La vita di Stella è composta da tre nuclei verso cui tanto le attività della ragazza quanto il film vertono: i genitori, le amiche e il ragazzo che le piace. A questi corrispondono altrettanti spazi che rappresentano le varie sfere affettive della protagonista: il pub della madre, la scuola e il locale notturno in cui si reca a ballare. Si tratta di ambiti e ambienti separati fra loro, che la protagonista vive come se fossero camere stagne, dato che spesso le sue amiche non riescono ad entrare nelle discoteche e Stella si aggira per la sala da ballo da sola, innamorandosi del bel ballerino Andé e coltivando questa storia d’amore nel solo spazio del night club e unicamente nel tempo della notte, evitando di relazionarsi a lui durante il giorno e in altri luoghi o presentandolo alla famiglia o alle amiche. Le esperienze di Stella sono quindi divise e disarticolate fra loro, così da simboleggiare le problematiche che vive nella sua tarda adolescenza, simboleggiate anche da questo frazionamento esistenziale.
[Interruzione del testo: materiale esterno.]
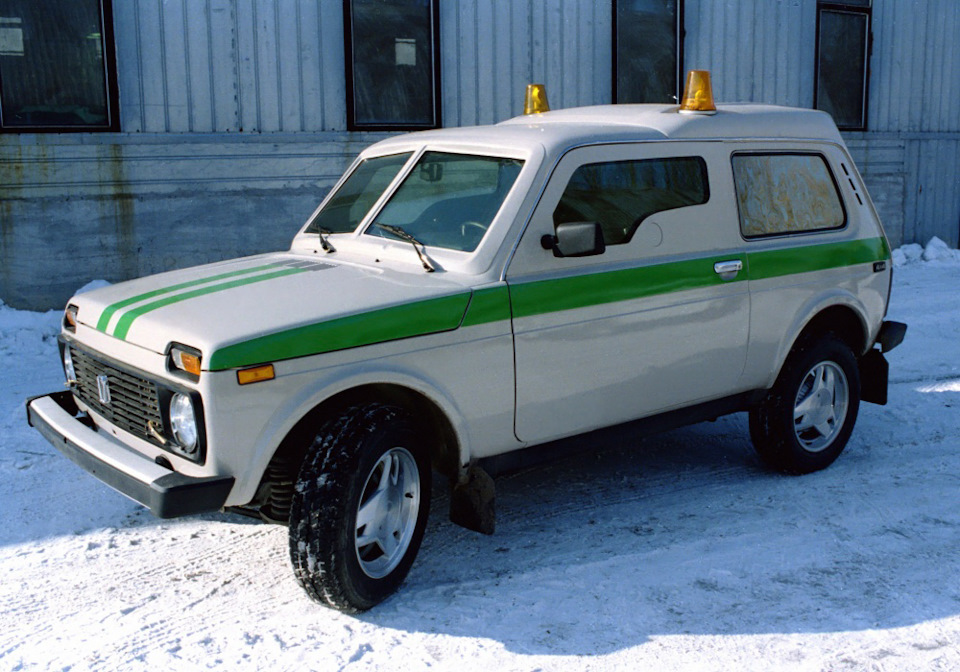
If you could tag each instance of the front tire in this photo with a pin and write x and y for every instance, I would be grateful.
(360, 507)
(806, 419)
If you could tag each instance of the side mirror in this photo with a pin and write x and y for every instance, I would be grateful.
(575, 239)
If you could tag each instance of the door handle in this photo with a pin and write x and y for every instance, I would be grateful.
(728, 267)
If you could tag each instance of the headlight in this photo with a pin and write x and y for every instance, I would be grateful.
(183, 421)
(68, 366)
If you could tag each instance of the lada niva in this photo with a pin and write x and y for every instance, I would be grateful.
(465, 293)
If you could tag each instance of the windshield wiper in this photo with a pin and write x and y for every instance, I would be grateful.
(403, 235)
(324, 243)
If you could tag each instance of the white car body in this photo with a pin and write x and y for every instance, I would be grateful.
(508, 345)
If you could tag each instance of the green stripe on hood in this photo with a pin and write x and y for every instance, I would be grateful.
(377, 326)
(110, 310)
(125, 322)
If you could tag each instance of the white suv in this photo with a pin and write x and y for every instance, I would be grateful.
(467, 293)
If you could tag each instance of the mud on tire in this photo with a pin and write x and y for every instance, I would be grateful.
(360, 507)
(806, 419)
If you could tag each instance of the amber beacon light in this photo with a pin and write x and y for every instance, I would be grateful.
(536, 99)
(698, 94)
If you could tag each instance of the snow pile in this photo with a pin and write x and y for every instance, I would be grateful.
(936, 250)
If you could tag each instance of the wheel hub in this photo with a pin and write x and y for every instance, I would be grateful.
(821, 406)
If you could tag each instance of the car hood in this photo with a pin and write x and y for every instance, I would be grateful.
(271, 307)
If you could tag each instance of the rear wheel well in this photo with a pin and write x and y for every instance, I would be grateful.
(841, 321)
(276, 486)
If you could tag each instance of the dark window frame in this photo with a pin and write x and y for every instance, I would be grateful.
(858, 9)
(110, 83)
(352, 124)
(789, 234)
(679, 35)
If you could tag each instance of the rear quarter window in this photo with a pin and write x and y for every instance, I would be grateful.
(779, 194)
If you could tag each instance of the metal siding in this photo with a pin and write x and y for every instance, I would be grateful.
(915, 66)
(223, 76)
(128, 66)
(151, 70)
(176, 79)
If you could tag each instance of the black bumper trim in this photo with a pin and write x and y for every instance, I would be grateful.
(168, 496)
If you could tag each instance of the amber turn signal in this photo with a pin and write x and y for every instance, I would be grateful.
(698, 94)
(256, 374)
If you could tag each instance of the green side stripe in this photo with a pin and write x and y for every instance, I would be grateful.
(110, 310)
(550, 296)
(488, 305)
(388, 324)
(776, 263)
(533, 298)
(123, 325)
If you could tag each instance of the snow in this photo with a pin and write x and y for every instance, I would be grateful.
(673, 552)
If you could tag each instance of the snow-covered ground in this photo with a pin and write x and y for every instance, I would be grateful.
(672, 552)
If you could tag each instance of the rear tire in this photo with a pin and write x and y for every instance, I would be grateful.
(806, 419)
(360, 507)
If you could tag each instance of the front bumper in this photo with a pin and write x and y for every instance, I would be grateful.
(166, 493)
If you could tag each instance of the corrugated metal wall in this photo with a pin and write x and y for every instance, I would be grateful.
(224, 99)
(200, 66)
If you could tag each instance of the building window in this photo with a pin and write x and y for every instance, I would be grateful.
(843, 62)
(647, 51)
(393, 64)
(57, 66)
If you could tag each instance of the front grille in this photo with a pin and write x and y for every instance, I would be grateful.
(134, 401)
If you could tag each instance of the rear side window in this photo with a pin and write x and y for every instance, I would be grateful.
(785, 193)
(621, 194)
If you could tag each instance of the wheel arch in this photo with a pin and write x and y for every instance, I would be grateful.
(838, 315)
(275, 489)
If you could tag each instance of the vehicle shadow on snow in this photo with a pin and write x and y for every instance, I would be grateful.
(685, 533)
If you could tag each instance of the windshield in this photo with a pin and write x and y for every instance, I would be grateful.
(449, 200)
(357, 194)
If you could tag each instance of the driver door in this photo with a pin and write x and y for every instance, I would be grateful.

“Stella è innamorata” è un film la cui storia si basa su relazioni conflittuali e difficili, che la protagonista rifugge e al contempo cerca, come ogni adolescente che si rispetti. La macchina da presa insiste in particolare sulla protagonista, che la regista pedina costantemente e di cui non perde mai un movimento del corpo o un’espressione del viso, al fine di rappresentare il complesso meccanismo di repulsione e attaccamento con il quale la ragazza si relaziona alle persone che la circondano. Sylvie Varheyde intende mostrarci non tanto le dinamiche sociali e interpersonali che attorniano Stella ma, piuttosto, le reazioni emotive che queste provocano alla sua alter ego: il rapporto conflittuale con i genitori, composti da un padre assente (dato che si è separato e vive con la sua nuova compagna) e dalla madre che cerca di sbarcare il lunario fra mille difficoltà economiche; la cotta fulminante per Andé, con cui non riesce a parlare e ad esprimersi, finendo col costruire una relazione unicamente carnale; le giornate passate con le amiche, con le quali Stella intrattiene un rapporto tanto conflittuale quanto di amicizia profonda.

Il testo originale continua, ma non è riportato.